Pchelolo claimed this task.
Pchelolo raised the priority of this task from to Needs Triage.
Pchelolo updated the task description. (Show Details)

@Pchelolo: Nice analysis! We should discuss the requirements and actual uses with the main users of these endpoints. For extracts, this will likely be the Web-Team-Backlog and app teams.

Cache invalidation for page terms looks potentially trickier than the others, as this data is really coming from the associated wikidata item. We'd have to handle the dependency between wikidata item and this API response.

GWicke triaged this task as Medium priority.
GWicke edited projects, added Services (next); removed Services.
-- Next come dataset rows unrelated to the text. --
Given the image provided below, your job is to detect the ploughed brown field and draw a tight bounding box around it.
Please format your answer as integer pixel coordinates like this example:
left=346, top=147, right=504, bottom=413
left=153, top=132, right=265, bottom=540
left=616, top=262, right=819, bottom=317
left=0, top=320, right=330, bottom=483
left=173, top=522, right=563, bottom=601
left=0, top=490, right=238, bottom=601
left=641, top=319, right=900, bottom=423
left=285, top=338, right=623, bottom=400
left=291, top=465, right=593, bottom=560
Here is some new information from api.log:

tail -100000 api.log | grep action=query | sed -e 's/^.*action=//' -e 's/\(srsearch\|titles\|rvprop\|gpssearch\|callback\|gbltitle\|ggscoord|\codistancefrompoint\)=[^ ]\+//' | sort | uniq -c | sort -n -r | head -10
   5975 query format=json generator=prefixsearch redirects= prop=pageprops%7Cpageprops%7Cpageimages%7Cpageterms  gpsnamespace=0 gpslimit=15 ppprop=displaytitle piprop=thumbnail pithumbsize=80 pilimit=15 wbptterms=description  
   2614 query format=json smaxage=300 maxage=300  prop=imageinfo iiprop=timestamp%7Curl%7Csize%7Cmime%7Cmediatype%7Cextmetadata iiextmetadatalanguage=en iiextmetadatafilter=DateTime%7CDateTimeOriginal%7CObjectName%7CImageDescription%7CLicense%7CLicenseShortName%7CUsageTerms%7CLicenseUrl%7CCredit%7CArtist%7CAuthorCount%7CGPSLatitude%7CGPSLongitude%7CPermission%7CAttribution%7CAttributionRequired%7CNonFree%7CRestrictions  
   2601 query format=json  prop=info%7Crevisions continue= rvprop=ids%7Ctimestamp%7Cuser%7Cuserid%7Csize%7Csha1%7Ccontentmodel%7Ccomment%7Ctags formatversion=1  
    950 query format=json smaxage=86400 maxage=86400 generator=search prop=pageimages%7Cpageterms g gsrnamespace=0 gsrlimit=3 gsrqiprofile=classic_noboostlinks piprop=thumbnail pithumbsize=160 pilimit=3 wbptterms=description formatversion=2  
    919 query format=json generator=search prop=pageterms%7Cpageimages%7Cpageprops continue= g gsrnamespace=0 gsrlimit=3 gsrwhat=text gsrinfo= gsrprop=redirecttitle wbptterms=description piprop=thumbnail pithumbsize=320 pilimit=3 ppprop=mainpage%7Cdisambiguation  
    870 query format=json  prop=pageimages continue= piprop=thumbnail pithumbsize=320 pilimit=1  
    862 query format=json  prop=categories%7Cextracts%7Cpageimages exintro= explaintext= pithumbsize=140  
    739 query format=xml list=search  srlimit=3 srprop=snippet%7Csize  
    727 query format=json maxlag=5  prop=info meta=userinfo indexpageids= continue= inprop=protection uiprop=blockinfo%7Chasmsg  
    719 query format=json  redirects= prop=revisions rawcontinue=1 rvprop=content rvlimit=1 rvsection=0
This comment was removed by GWicke.

Removed the previous comment after moving the information into the task description.

Given that the data in this ticket is quite outdated and that Mediawiki is getting it's own REST API soon(TM) I think it's safe to decline this ticket.